Во всех последующих фильмах Мурнау мы снова встречаем эти симфонии света. В своем американском фильме "Восход солнца" он играет со всеми мыслимыми оттенками: свет фонарей скользит по окнам темной комнаты, когда рыбаки ищут потерпевших крушение, и отражается на лице молодой женщины, которая наблюдает за происходящим. Когда она смотрит вниз с ветки дерева, на которой сидит, свет факелов скользит по ее лицу, в то время как на заднем плане загораются все новые огни.
* * *
В "Фаусте" освобожденная камера ощущается не так сильно, как в "Последнем человеке". Мурнау научился подчинять свою радость от движения общему ритму, который и определяет конкретные ракурсы. Глубокие пролеты лестниц, склоны и возвышения его средневекового города могли бы спровоцировать частое использование ракурса сверху вниз, однако Мурнау не злоупотребляет им. Когда камера Карла Хоффманна выхватывает уходящую глубоко вниз лестницу между домами, от которых видны лишь остроконечные крыши, то на это есть свои причины: данный ракурс драматургически вписан в действие, ведь именно отсюда к Гретхен приближается ее судьба в образе возлюбленного и его советчика – дьявола. А когда Мурнау любуется знаменитой панорамой во время полета, демонстрируя ее зрителю во всех подробностях, то делает он это потому, что хочет наглядно показать смену времени и места. Наиболее убедительным нам кажется переданный визуальными средствами крик ужаса: вырвавшись из груди напуганной Гретхен, он преодолевает огромные расстояния и зовет Фауста.

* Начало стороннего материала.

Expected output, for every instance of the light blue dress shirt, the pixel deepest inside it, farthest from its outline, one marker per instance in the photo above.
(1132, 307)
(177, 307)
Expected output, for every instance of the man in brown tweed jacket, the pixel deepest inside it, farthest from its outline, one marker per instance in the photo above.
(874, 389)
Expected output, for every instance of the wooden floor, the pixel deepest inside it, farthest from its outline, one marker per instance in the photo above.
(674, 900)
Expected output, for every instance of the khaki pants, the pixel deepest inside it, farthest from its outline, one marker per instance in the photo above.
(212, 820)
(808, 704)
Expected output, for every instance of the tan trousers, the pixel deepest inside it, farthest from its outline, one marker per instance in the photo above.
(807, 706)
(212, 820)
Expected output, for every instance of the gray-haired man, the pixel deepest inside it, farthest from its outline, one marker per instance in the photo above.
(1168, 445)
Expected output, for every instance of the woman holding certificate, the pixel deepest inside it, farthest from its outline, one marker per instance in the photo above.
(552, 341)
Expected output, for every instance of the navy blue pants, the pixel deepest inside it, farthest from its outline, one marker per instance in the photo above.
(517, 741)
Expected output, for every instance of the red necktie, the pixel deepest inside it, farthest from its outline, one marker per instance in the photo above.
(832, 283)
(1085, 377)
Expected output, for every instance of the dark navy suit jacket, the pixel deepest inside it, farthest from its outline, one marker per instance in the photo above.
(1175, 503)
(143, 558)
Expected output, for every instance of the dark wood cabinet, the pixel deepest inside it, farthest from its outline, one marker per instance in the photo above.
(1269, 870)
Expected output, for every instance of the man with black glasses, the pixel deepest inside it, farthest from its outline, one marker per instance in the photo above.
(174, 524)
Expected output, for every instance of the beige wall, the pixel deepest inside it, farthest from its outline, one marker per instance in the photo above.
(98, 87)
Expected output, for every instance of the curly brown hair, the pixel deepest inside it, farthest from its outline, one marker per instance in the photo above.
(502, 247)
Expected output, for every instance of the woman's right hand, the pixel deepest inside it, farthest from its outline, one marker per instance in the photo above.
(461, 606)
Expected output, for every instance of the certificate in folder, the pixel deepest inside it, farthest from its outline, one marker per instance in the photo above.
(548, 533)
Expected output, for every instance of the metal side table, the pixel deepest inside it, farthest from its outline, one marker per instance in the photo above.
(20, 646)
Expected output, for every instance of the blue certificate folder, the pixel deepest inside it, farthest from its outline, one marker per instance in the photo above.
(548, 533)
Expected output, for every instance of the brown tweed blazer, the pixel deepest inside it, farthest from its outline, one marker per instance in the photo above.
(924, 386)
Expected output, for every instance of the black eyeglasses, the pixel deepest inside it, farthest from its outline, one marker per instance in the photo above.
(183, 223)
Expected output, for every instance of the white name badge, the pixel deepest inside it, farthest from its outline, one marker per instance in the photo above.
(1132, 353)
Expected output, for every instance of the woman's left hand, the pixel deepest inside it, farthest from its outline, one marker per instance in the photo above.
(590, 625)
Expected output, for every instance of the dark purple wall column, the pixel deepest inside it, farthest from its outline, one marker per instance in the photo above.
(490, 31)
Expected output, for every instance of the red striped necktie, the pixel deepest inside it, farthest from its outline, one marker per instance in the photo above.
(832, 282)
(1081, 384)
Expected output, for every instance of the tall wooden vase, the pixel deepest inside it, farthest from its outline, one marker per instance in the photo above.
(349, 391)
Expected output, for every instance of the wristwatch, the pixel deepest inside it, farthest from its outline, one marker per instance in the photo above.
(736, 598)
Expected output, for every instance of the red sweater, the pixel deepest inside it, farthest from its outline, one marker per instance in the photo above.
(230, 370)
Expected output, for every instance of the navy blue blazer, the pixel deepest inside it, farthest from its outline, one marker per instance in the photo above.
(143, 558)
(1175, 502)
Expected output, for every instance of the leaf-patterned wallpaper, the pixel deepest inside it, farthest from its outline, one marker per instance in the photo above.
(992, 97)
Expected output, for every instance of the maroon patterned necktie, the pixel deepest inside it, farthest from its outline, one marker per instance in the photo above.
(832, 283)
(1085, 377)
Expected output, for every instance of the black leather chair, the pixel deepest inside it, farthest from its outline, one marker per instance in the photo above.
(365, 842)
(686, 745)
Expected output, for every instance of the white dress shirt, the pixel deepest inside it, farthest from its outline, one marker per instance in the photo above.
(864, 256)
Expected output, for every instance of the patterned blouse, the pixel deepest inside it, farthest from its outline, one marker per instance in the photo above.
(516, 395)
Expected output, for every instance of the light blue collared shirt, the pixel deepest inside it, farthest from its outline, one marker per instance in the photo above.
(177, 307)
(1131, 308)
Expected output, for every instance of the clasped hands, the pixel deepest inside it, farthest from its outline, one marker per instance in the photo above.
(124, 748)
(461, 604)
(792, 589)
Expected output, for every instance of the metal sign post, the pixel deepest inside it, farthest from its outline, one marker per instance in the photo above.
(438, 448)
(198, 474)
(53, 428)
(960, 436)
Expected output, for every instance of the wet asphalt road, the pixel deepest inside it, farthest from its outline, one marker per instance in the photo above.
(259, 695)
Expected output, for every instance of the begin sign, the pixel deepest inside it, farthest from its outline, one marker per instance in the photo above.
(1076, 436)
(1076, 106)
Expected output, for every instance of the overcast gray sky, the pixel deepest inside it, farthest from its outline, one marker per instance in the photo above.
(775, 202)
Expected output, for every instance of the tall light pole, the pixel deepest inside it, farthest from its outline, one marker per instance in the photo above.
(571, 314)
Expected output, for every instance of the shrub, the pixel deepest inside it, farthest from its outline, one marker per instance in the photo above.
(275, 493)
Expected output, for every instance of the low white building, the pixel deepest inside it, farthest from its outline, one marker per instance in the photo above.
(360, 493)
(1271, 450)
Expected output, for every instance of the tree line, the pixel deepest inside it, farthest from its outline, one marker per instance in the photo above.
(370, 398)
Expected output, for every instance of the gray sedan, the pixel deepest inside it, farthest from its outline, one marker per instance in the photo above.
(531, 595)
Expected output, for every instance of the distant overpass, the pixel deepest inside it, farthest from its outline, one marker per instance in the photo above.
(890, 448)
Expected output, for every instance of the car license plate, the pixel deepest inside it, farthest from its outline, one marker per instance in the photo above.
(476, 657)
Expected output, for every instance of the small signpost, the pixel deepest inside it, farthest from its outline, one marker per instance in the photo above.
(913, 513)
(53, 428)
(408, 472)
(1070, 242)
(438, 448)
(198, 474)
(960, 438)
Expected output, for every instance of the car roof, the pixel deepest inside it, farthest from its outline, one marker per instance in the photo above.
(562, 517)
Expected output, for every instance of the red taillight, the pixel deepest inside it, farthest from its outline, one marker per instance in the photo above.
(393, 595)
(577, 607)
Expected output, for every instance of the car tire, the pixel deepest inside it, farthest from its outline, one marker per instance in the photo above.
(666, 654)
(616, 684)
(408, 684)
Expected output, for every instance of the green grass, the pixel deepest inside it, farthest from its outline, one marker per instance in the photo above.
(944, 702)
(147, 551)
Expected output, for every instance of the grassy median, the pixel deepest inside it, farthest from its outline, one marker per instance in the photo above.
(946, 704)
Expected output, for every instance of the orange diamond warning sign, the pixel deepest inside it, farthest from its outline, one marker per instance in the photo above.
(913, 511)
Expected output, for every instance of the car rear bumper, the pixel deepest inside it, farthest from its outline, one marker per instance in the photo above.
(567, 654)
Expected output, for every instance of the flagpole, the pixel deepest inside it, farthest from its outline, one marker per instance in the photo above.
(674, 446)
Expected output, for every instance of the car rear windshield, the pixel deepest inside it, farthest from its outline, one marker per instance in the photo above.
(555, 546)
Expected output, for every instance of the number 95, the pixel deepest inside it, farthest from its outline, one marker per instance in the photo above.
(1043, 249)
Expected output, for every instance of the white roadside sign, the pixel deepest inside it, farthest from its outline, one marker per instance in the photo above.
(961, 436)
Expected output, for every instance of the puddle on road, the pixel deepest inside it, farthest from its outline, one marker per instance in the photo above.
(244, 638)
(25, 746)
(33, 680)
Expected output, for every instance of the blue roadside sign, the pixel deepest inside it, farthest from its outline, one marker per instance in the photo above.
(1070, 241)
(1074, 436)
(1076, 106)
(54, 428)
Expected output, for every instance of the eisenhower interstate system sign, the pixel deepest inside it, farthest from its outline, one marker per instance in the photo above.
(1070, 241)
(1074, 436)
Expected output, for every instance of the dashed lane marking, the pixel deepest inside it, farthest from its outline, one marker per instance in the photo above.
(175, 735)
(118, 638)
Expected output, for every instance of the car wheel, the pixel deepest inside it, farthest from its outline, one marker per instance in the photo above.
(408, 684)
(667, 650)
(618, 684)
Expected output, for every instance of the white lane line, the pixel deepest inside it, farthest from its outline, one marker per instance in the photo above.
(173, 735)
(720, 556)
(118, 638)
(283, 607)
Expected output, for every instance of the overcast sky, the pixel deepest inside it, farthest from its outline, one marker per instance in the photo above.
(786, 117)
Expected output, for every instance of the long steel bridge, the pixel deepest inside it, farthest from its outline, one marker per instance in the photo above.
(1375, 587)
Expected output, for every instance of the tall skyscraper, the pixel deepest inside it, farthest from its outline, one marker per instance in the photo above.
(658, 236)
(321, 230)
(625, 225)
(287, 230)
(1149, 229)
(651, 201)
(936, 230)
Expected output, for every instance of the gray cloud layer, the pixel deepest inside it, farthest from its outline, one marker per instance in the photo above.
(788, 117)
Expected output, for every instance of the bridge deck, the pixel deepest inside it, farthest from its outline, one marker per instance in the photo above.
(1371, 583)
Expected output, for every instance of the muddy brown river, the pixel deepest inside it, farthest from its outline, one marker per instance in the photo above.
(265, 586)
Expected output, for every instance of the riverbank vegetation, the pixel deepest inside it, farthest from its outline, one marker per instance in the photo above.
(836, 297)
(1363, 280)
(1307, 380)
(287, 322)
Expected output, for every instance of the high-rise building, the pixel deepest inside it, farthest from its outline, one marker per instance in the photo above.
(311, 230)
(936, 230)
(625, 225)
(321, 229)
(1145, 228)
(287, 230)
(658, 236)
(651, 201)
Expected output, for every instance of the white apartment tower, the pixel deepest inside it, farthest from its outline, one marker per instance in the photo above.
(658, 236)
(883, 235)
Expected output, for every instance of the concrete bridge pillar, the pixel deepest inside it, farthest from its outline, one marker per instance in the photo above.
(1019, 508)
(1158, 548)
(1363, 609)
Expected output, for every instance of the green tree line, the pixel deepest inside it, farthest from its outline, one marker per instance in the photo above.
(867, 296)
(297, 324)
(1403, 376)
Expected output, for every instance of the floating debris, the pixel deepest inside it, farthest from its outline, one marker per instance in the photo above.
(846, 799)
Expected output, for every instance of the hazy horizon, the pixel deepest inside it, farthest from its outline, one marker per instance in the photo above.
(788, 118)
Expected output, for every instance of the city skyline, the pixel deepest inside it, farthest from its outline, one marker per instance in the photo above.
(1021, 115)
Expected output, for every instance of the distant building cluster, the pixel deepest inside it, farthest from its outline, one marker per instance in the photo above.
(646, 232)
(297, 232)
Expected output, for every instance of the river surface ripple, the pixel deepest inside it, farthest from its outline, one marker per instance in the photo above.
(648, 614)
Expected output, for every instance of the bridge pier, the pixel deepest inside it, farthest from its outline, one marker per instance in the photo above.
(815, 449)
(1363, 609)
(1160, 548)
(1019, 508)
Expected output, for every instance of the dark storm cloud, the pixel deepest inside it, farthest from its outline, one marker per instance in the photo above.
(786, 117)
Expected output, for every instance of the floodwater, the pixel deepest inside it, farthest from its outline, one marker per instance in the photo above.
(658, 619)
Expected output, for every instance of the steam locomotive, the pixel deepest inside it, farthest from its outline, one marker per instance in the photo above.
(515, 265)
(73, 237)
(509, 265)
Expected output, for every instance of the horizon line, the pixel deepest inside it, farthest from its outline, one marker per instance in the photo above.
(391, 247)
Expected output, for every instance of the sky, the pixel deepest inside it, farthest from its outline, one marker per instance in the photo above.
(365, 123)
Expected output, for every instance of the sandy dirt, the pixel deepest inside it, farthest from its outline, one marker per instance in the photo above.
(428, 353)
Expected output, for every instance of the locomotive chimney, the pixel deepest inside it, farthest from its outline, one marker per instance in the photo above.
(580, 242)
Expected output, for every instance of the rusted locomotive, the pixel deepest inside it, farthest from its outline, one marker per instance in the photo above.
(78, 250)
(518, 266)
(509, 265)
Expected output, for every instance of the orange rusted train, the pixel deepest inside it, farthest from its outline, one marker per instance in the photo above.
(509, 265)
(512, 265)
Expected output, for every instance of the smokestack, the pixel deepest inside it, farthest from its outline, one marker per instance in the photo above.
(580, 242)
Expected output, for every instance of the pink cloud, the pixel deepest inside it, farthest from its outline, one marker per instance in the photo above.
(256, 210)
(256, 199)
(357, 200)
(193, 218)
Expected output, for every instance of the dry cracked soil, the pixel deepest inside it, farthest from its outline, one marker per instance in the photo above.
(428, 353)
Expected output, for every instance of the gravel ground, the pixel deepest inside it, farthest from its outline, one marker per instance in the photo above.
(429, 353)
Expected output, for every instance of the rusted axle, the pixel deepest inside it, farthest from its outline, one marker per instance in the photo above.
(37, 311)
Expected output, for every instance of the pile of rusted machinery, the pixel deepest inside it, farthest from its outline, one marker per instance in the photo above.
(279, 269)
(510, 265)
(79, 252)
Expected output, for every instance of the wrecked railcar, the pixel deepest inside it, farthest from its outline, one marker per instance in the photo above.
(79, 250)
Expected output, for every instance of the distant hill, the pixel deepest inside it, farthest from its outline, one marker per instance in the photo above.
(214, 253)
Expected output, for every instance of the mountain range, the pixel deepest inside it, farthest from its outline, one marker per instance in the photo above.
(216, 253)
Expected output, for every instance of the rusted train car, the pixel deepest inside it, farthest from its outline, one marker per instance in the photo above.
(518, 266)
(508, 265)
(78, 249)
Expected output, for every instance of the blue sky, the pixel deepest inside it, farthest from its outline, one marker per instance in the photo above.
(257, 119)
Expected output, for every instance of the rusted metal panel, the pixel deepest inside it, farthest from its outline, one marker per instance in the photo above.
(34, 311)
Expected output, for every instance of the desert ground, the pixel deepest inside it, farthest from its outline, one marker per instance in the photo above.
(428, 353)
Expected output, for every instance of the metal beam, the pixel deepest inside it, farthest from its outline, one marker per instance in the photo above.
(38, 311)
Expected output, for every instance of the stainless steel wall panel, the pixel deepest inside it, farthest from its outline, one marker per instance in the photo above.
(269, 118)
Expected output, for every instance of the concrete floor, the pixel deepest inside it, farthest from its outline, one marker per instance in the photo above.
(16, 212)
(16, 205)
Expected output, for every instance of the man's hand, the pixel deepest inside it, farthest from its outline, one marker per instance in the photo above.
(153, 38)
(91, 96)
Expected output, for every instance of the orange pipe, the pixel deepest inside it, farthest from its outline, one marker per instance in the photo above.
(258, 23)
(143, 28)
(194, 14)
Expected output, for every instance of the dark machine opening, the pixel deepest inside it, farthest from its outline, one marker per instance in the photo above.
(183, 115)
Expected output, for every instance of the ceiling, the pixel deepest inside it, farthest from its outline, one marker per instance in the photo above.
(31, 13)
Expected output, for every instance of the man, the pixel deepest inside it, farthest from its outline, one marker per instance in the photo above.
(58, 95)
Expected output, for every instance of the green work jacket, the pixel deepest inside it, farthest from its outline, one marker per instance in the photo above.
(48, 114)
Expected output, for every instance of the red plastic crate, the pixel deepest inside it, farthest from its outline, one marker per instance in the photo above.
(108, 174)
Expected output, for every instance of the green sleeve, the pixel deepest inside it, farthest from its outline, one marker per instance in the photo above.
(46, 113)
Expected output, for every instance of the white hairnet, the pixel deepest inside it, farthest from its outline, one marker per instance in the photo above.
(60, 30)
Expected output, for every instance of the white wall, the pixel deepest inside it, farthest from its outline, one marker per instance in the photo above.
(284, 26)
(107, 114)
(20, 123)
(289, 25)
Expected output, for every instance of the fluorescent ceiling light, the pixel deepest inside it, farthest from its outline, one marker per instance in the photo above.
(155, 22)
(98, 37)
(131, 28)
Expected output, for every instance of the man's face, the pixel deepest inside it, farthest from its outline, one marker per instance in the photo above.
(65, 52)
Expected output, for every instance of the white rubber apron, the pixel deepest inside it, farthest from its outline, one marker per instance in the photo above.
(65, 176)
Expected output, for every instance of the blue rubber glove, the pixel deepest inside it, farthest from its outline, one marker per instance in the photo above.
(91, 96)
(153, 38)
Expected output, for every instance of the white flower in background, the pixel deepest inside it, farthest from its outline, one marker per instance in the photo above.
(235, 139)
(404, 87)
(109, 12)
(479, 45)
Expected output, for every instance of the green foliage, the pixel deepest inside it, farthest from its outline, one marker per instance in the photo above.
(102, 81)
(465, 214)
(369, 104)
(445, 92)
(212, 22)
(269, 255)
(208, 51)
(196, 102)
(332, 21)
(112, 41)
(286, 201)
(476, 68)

Вероятно, Дюпону первому пришло в голову построить сцену так, как будто мы видим ее глазами актера. Для этого съемка велась из-за плеча исполнителя. Впрочем, Мурнау не нуждался в чужих примерах: уже в "Носферату" его камера, а вслед за ней и зритель смотрит глазами маленького свихнувшегося маклера, вцепившегося в конек крыши, на крошечные фигурки преследователей далеко внизу, в узком переулке.
В "Фаусте" тот же прием применен так деликатно, что он едва различим. Но, несмотря на это, один американский критик уже в то время заметил, что сцена, в которой Фауст преследует Гретхен на цветущем лугу, построена так, как будто ее ироничным зрителем является Мефистофель.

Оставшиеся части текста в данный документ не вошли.